1. RE: A sequence, by any other name

> Offhand there are two ways i can think of to do this.
> In general, for any arbitrary sequence there is no way to
> distinguish a character from a number that is stored in it.
> For example:
> n={65}   --these are both exactly
> n={'A'}  --the same sequence.
> 
> There is a second method which involves adding
> the number 256 to any positive integers in order to
> distinguish between characters and integers but it involves
> alot more testing on the number before you know what it is.
> If your interested i'll post that method next time.
> One good point about it is that it doesnt require any more
> space to store numbers like the first method does, which
> could be a big benefit for large data.
> 
Al,

Thanks for the reply.  I would indeed be interested in seeing what 
you've done.  I'm also glad that doing this is not ane easy task...I 
thought I was missing something.  

I'll let the cat out of the bag here...what I'm TRYING to do is do add 
support of Matt's EUSQL library into my SQL utility that got posted to 
the contributions page.  The utility only supports ODBC but I would like 
to also include the EDS.  I use the EDS quite a bit and would like a 
tool to verify that my program is doing file i/o correctly.  I also have 
the EDS viewer by Tone but I like being able to see the entire record.

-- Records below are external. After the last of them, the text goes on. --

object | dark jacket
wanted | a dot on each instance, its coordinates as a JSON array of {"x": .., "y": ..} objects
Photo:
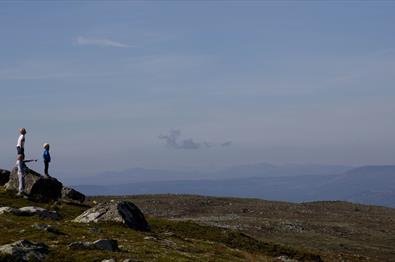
[{"x": 47, "y": 156}]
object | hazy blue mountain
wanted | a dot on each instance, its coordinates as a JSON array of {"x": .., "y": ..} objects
[
  {"x": 242, "y": 171},
  {"x": 369, "y": 185}
]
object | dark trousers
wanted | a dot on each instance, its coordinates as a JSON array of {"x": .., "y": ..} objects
[
  {"x": 20, "y": 150},
  {"x": 46, "y": 165}
]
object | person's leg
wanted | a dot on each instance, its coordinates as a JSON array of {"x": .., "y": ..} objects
[
  {"x": 21, "y": 183},
  {"x": 46, "y": 164}
]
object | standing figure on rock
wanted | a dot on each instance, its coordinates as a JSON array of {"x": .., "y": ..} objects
[
  {"x": 21, "y": 165},
  {"x": 20, "y": 146},
  {"x": 47, "y": 158}
]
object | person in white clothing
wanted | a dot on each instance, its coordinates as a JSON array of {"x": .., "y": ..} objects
[
  {"x": 20, "y": 147},
  {"x": 21, "y": 165}
]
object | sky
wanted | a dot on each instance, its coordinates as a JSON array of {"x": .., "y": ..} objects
[{"x": 113, "y": 85}]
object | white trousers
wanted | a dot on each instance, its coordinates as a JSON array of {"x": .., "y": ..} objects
[{"x": 21, "y": 178}]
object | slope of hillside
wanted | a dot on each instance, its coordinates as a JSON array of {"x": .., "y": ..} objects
[
  {"x": 367, "y": 185},
  {"x": 338, "y": 231},
  {"x": 167, "y": 240}
]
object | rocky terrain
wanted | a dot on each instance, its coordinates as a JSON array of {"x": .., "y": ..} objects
[
  {"x": 64, "y": 226},
  {"x": 337, "y": 231},
  {"x": 39, "y": 227}
]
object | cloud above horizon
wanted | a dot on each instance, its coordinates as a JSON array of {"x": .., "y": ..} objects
[
  {"x": 172, "y": 141},
  {"x": 101, "y": 42}
]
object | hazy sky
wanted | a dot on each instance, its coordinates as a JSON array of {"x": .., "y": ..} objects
[{"x": 172, "y": 84}]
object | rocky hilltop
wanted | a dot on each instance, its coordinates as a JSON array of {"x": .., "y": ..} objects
[{"x": 49, "y": 226}]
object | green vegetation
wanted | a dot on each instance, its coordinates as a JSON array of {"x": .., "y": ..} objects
[{"x": 167, "y": 241}]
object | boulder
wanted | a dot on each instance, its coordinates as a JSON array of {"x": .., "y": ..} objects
[
  {"x": 30, "y": 211},
  {"x": 48, "y": 228},
  {"x": 24, "y": 250},
  {"x": 36, "y": 186},
  {"x": 101, "y": 244},
  {"x": 72, "y": 195},
  {"x": 118, "y": 211},
  {"x": 4, "y": 176}
]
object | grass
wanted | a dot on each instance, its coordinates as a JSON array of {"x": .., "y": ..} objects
[{"x": 167, "y": 241}]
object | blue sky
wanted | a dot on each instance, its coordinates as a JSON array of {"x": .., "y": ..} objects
[{"x": 283, "y": 81}]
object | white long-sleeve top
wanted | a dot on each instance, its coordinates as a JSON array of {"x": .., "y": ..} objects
[
  {"x": 21, "y": 166},
  {"x": 21, "y": 141}
]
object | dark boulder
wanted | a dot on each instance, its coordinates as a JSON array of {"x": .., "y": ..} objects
[
  {"x": 101, "y": 244},
  {"x": 4, "y": 176},
  {"x": 36, "y": 186},
  {"x": 24, "y": 250},
  {"x": 72, "y": 195},
  {"x": 118, "y": 211}
]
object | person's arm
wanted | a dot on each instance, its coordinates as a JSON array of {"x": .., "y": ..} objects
[
  {"x": 20, "y": 167},
  {"x": 30, "y": 160}
]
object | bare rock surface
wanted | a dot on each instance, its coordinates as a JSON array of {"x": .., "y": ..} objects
[
  {"x": 30, "y": 211},
  {"x": 118, "y": 211},
  {"x": 48, "y": 228},
  {"x": 24, "y": 250},
  {"x": 72, "y": 195},
  {"x": 101, "y": 244},
  {"x": 36, "y": 186}
]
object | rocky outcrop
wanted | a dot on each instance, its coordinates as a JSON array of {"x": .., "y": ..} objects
[
  {"x": 101, "y": 244},
  {"x": 30, "y": 211},
  {"x": 24, "y": 250},
  {"x": 41, "y": 188},
  {"x": 72, "y": 195},
  {"x": 48, "y": 228},
  {"x": 118, "y": 211},
  {"x": 36, "y": 186},
  {"x": 4, "y": 176}
]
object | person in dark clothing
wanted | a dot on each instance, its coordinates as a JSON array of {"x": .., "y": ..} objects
[
  {"x": 47, "y": 158},
  {"x": 20, "y": 147}
]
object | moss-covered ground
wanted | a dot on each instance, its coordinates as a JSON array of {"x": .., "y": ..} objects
[{"x": 167, "y": 241}]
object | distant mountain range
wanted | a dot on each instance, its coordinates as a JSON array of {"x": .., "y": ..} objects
[
  {"x": 368, "y": 185},
  {"x": 133, "y": 175}
]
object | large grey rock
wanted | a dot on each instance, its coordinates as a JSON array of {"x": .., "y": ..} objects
[
  {"x": 30, "y": 211},
  {"x": 24, "y": 250},
  {"x": 72, "y": 195},
  {"x": 48, "y": 228},
  {"x": 36, "y": 186},
  {"x": 118, "y": 211},
  {"x": 101, "y": 244},
  {"x": 4, "y": 176}
]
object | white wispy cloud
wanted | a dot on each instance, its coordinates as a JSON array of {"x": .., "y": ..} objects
[{"x": 102, "y": 42}]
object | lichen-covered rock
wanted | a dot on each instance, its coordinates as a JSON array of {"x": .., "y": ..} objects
[
  {"x": 24, "y": 250},
  {"x": 30, "y": 211},
  {"x": 36, "y": 186},
  {"x": 118, "y": 211},
  {"x": 4, "y": 176},
  {"x": 72, "y": 195},
  {"x": 48, "y": 228},
  {"x": 101, "y": 244}
]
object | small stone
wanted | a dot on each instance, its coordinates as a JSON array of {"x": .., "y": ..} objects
[
  {"x": 48, "y": 228},
  {"x": 150, "y": 238},
  {"x": 72, "y": 195},
  {"x": 24, "y": 250},
  {"x": 106, "y": 244},
  {"x": 41, "y": 212},
  {"x": 101, "y": 244}
]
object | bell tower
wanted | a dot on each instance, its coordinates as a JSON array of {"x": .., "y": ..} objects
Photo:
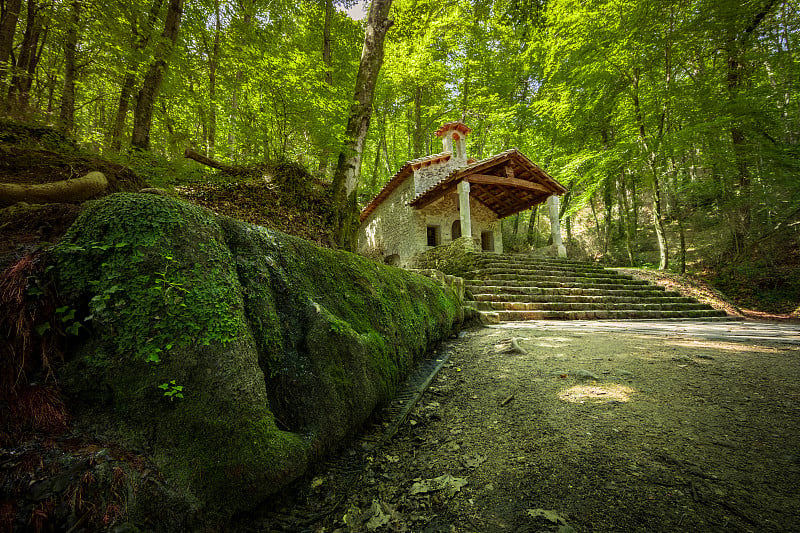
[{"x": 454, "y": 136}]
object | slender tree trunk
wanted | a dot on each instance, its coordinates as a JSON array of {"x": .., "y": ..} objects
[
  {"x": 658, "y": 219},
  {"x": 530, "y": 236},
  {"x": 625, "y": 215},
  {"x": 345, "y": 180},
  {"x": 213, "y": 64},
  {"x": 658, "y": 223},
  {"x": 143, "y": 114},
  {"x": 129, "y": 81},
  {"x": 326, "y": 42},
  {"x": 28, "y": 58},
  {"x": 417, "y": 121},
  {"x": 67, "y": 111},
  {"x": 8, "y": 27},
  {"x": 325, "y": 152},
  {"x": 515, "y": 231}
]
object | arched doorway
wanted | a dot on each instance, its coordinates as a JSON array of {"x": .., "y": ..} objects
[{"x": 455, "y": 230}]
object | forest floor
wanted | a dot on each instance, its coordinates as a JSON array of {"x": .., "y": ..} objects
[{"x": 598, "y": 426}]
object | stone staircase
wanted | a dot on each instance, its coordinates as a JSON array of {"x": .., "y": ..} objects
[{"x": 519, "y": 287}]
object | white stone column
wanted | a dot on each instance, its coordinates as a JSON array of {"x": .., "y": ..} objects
[
  {"x": 463, "y": 207},
  {"x": 555, "y": 226}
]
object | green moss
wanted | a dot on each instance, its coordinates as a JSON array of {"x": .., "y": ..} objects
[
  {"x": 255, "y": 325},
  {"x": 455, "y": 258}
]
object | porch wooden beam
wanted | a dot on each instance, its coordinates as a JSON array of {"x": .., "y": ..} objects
[
  {"x": 423, "y": 202},
  {"x": 486, "y": 179}
]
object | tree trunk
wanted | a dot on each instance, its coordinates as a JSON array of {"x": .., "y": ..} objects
[
  {"x": 72, "y": 190},
  {"x": 658, "y": 223},
  {"x": 324, "y": 153},
  {"x": 326, "y": 42},
  {"x": 515, "y": 231},
  {"x": 625, "y": 215},
  {"x": 417, "y": 121},
  {"x": 8, "y": 27},
  {"x": 207, "y": 161},
  {"x": 736, "y": 75},
  {"x": 345, "y": 180},
  {"x": 67, "y": 111},
  {"x": 143, "y": 114},
  {"x": 213, "y": 64},
  {"x": 530, "y": 236},
  {"x": 128, "y": 83},
  {"x": 28, "y": 58}
]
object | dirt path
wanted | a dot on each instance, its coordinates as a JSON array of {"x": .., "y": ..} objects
[{"x": 598, "y": 426}]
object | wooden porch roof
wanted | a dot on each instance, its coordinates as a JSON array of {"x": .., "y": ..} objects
[{"x": 506, "y": 183}]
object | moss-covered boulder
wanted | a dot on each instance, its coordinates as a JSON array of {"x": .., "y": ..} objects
[
  {"x": 230, "y": 354},
  {"x": 455, "y": 258}
]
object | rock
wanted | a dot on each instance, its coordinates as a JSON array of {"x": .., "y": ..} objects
[{"x": 583, "y": 375}]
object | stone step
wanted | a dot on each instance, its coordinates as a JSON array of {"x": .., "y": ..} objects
[
  {"x": 643, "y": 291},
  {"x": 548, "y": 271},
  {"x": 591, "y": 306},
  {"x": 557, "y": 284},
  {"x": 571, "y": 267},
  {"x": 521, "y": 287},
  {"x": 525, "y": 258},
  {"x": 584, "y": 299},
  {"x": 509, "y": 316},
  {"x": 535, "y": 277}
]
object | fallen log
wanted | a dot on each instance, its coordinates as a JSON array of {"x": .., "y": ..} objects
[
  {"x": 64, "y": 191},
  {"x": 207, "y": 161}
]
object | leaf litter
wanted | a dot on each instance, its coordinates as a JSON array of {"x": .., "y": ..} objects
[{"x": 663, "y": 436}]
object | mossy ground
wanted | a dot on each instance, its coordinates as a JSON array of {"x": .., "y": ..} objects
[{"x": 230, "y": 354}]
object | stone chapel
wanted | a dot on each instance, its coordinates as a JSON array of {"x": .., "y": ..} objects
[{"x": 436, "y": 199}]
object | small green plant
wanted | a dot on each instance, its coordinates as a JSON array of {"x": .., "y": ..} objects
[{"x": 172, "y": 390}]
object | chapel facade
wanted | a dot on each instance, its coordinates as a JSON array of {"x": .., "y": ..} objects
[{"x": 436, "y": 199}]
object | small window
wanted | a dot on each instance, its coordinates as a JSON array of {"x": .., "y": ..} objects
[
  {"x": 487, "y": 241},
  {"x": 393, "y": 260},
  {"x": 433, "y": 236},
  {"x": 455, "y": 231}
]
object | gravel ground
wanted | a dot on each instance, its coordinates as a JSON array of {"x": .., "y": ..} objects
[{"x": 579, "y": 426}]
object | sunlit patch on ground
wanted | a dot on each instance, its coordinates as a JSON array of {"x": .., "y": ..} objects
[
  {"x": 731, "y": 346},
  {"x": 609, "y": 392}
]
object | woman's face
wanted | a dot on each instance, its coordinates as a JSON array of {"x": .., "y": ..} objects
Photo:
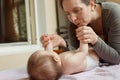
[{"x": 77, "y": 12}]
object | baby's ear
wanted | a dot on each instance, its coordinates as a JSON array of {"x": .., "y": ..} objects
[{"x": 56, "y": 59}]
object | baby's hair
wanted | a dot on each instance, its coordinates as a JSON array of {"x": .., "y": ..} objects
[
  {"x": 87, "y": 2},
  {"x": 43, "y": 67}
]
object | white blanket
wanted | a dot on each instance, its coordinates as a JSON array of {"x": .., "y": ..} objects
[{"x": 99, "y": 73}]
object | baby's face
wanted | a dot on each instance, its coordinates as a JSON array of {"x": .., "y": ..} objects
[{"x": 54, "y": 55}]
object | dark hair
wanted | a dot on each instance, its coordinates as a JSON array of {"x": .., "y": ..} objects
[
  {"x": 44, "y": 66},
  {"x": 84, "y": 1}
]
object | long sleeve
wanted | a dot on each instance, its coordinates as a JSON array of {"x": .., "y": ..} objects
[{"x": 109, "y": 50}]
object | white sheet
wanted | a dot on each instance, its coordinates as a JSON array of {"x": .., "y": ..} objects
[{"x": 99, "y": 73}]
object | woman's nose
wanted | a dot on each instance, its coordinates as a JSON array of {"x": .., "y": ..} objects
[{"x": 73, "y": 18}]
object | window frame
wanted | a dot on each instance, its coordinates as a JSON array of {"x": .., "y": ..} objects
[{"x": 32, "y": 31}]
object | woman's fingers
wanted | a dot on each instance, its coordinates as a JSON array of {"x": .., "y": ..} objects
[{"x": 86, "y": 34}]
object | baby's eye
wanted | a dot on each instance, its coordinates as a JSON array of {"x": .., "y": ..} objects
[{"x": 77, "y": 10}]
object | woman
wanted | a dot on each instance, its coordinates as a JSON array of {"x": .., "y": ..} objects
[{"x": 96, "y": 24}]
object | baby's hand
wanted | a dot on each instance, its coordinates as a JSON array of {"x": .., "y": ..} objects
[{"x": 49, "y": 47}]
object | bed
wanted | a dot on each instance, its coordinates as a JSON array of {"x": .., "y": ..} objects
[{"x": 99, "y": 73}]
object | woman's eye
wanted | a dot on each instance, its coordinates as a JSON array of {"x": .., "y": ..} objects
[
  {"x": 67, "y": 14},
  {"x": 76, "y": 11}
]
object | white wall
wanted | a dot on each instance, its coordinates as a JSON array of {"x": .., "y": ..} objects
[{"x": 17, "y": 56}]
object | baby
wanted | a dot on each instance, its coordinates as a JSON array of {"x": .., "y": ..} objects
[{"x": 48, "y": 65}]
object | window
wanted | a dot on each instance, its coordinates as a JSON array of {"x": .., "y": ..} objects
[{"x": 15, "y": 23}]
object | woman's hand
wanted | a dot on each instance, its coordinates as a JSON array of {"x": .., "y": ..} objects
[
  {"x": 86, "y": 35},
  {"x": 56, "y": 40}
]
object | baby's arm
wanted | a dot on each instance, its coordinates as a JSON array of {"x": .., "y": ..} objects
[
  {"x": 80, "y": 54},
  {"x": 77, "y": 61}
]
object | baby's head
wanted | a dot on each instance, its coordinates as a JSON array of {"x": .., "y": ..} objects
[{"x": 43, "y": 66}]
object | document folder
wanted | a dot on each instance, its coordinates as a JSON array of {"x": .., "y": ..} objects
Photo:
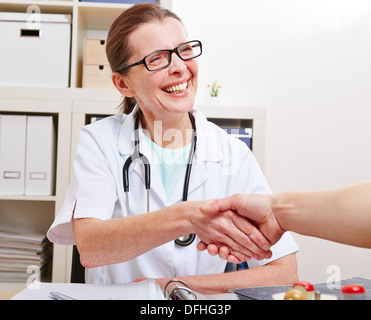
[
  {"x": 40, "y": 156},
  {"x": 12, "y": 154}
]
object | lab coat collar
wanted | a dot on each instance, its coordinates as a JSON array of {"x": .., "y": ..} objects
[{"x": 205, "y": 151}]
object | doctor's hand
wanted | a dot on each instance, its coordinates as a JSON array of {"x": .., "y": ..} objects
[
  {"x": 229, "y": 232},
  {"x": 257, "y": 208}
]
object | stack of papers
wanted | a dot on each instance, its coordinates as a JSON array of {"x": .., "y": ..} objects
[
  {"x": 143, "y": 290},
  {"x": 22, "y": 255}
]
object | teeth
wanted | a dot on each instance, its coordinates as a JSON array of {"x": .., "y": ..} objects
[{"x": 177, "y": 89}]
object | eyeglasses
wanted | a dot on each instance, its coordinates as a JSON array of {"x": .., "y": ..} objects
[{"x": 162, "y": 58}]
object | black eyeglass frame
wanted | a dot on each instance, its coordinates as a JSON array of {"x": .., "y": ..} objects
[{"x": 170, "y": 51}]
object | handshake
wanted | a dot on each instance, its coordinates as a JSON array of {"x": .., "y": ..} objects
[
  {"x": 254, "y": 230},
  {"x": 259, "y": 221}
]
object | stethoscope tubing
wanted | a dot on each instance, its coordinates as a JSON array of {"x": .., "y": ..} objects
[{"x": 185, "y": 240}]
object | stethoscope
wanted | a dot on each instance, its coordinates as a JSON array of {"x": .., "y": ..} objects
[{"x": 137, "y": 155}]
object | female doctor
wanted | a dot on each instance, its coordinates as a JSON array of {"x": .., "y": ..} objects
[{"x": 154, "y": 68}]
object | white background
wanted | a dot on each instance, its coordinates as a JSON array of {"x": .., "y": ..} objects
[{"x": 308, "y": 62}]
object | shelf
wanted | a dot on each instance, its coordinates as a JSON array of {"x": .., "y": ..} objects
[{"x": 27, "y": 198}]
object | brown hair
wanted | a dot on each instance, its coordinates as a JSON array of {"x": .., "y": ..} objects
[{"x": 118, "y": 50}]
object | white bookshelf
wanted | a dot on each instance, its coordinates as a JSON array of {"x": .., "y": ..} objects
[{"x": 70, "y": 107}]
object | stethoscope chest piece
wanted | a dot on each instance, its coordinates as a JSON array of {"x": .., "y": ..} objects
[{"x": 182, "y": 241}]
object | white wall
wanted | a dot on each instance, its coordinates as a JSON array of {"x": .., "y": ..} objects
[{"x": 309, "y": 63}]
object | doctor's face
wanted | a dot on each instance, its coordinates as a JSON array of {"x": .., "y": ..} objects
[{"x": 171, "y": 89}]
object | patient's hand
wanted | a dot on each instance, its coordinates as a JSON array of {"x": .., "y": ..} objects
[
  {"x": 257, "y": 208},
  {"x": 229, "y": 234}
]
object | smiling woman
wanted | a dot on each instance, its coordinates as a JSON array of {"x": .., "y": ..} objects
[{"x": 155, "y": 67}]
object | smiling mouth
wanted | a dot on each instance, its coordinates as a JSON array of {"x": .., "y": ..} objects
[{"x": 180, "y": 88}]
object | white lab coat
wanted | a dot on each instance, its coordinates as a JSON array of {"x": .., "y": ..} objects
[{"x": 222, "y": 166}]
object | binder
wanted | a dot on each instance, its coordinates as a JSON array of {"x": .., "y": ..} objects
[
  {"x": 244, "y": 134},
  {"x": 40, "y": 156},
  {"x": 12, "y": 154}
]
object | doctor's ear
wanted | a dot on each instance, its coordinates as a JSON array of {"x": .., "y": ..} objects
[{"x": 120, "y": 82}]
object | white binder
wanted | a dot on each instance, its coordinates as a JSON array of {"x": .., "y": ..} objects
[
  {"x": 40, "y": 156},
  {"x": 12, "y": 154}
]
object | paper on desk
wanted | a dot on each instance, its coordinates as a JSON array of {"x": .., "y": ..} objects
[{"x": 144, "y": 290}]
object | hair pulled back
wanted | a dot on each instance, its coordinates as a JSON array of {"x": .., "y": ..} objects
[{"x": 118, "y": 48}]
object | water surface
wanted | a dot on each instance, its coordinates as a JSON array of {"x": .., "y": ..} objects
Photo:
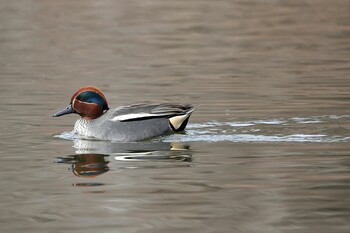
[{"x": 267, "y": 149}]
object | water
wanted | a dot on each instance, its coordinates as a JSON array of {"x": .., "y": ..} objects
[{"x": 267, "y": 149}]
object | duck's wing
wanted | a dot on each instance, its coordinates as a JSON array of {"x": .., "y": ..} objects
[
  {"x": 177, "y": 114},
  {"x": 142, "y": 111}
]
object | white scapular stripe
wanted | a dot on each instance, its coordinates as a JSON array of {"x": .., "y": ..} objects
[{"x": 132, "y": 116}]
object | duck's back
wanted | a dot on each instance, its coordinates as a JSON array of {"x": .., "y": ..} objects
[{"x": 136, "y": 122}]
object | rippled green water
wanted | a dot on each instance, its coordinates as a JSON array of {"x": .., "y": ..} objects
[{"x": 267, "y": 149}]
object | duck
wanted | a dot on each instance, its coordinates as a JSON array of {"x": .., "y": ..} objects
[{"x": 129, "y": 123}]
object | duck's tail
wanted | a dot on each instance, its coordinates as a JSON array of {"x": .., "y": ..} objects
[{"x": 179, "y": 122}]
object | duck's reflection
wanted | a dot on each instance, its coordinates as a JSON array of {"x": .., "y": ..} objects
[{"x": 93, "y": 158}]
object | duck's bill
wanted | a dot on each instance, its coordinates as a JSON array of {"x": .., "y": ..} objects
[{"x": 65, "y": 111}]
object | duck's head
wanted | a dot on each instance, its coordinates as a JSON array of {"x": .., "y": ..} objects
[{"x": 88, "y": 102}]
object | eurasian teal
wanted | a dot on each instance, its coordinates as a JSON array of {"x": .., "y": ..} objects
[{"x": 127, "y": 123}]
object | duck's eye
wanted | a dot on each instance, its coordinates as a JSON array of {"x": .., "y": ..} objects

So that's why I need to be able to determine numeric vs character 
sequence.  I don't know what data types I would be dealing with until 
run time.

Maybe the solution here is to beg Matt to change the EUSQL to not only 
store the field name but the type as well.  That would make my life 
easier.  Just a thought.

Jonas

new topic     » topic index » view message » categorize

2. RE: A sequence, by any other name

> From: Jonas Temple [mailto:jktemple at yhti.net]

> Maybe the solution here is to beg Matt to change the EUSQL to 
> not only 
> store the field name but the type as well.  That would make my life 
> easier.  Just a thought.

That's one thing I've been considering doing, and it'll probably happen
[fairly] soon.  I've been putting in a more detailed API, that sort of gives
you a more flexible way to manipulate records (other than simply with SQL
statements), that's building up to being able to index and verify records.
In the next release, it will be recommended that programs using EuSQL no
longer make any calls to database.e.  You won't need to worry about record
numbers--just keys.

One thing I'll have to determine is what datatypes to support.  I suppose:

integer (standard Eu definition)
atom (standard Eu definition)
varchar (string)
sequence (standard Eu definition)
binary (single depth sequence of atoms)

I'm not sure what exactly to do about the sequence datatype, since there's
no real parallel in other DBMS's.  Probably, it would treat those as invalid
fields for non-Eu processes (I think someone wanted to access EDS through
Delphi), while an Eu-based process could handle them just fine.  There'd be
several ways to get around this, though, including creation of subfields or
compressing a sequence before saving it to the record, and decompressing in
whatever way made sense.

I'll probably handle this (API-wise) along the lines of ODBC--maybe even
write an ODBC driver for EDS!--where you can get descriptions of the various
fields, including names and datatypes.

Also, I've just about got the ODBC code set up to return less than full
recordsets.  It changes the way you interface with the lib, but not too
dramatically.

Matt Lewis

new topic     » goto parent     » topic index » view message » categorize

3. RE: A sequence, by any other name

matthewwalkerlewis at YAHOO.COM wrote:
> I'm not sure what exactly to do about the sequence datatype, since 
> there's
> no real parallel in other DBMS's.  Probably, it would treat those as 
> invalid
> fields for non-Eu processes (I think someone wanted to access EDS 
> through
> Delphi), while an Eu-based process could handle them just fine.  There'd 
> be
> several ways to get around this, though, including creation of subfields 
> or
> compressing a sequence before saving it to the record, and decompressing 
> in
> whatever way made sense.
> 
> I'll probably handle this (API-wise) along the lines of ODBC--maybe even
> write an ODBC driver for EDS!--where you can get descriptions of the 
> various
> fields, including names and datatypes.
> 
> Also, I've just about got the ODBC code set up to return less than full
> recordsets.  It changes the way you interface with the lib, but not too
> dramatically.

Geez, Matt, where do you find the time?  I have been working on some Eu 
stuff for months now and can barely find time.  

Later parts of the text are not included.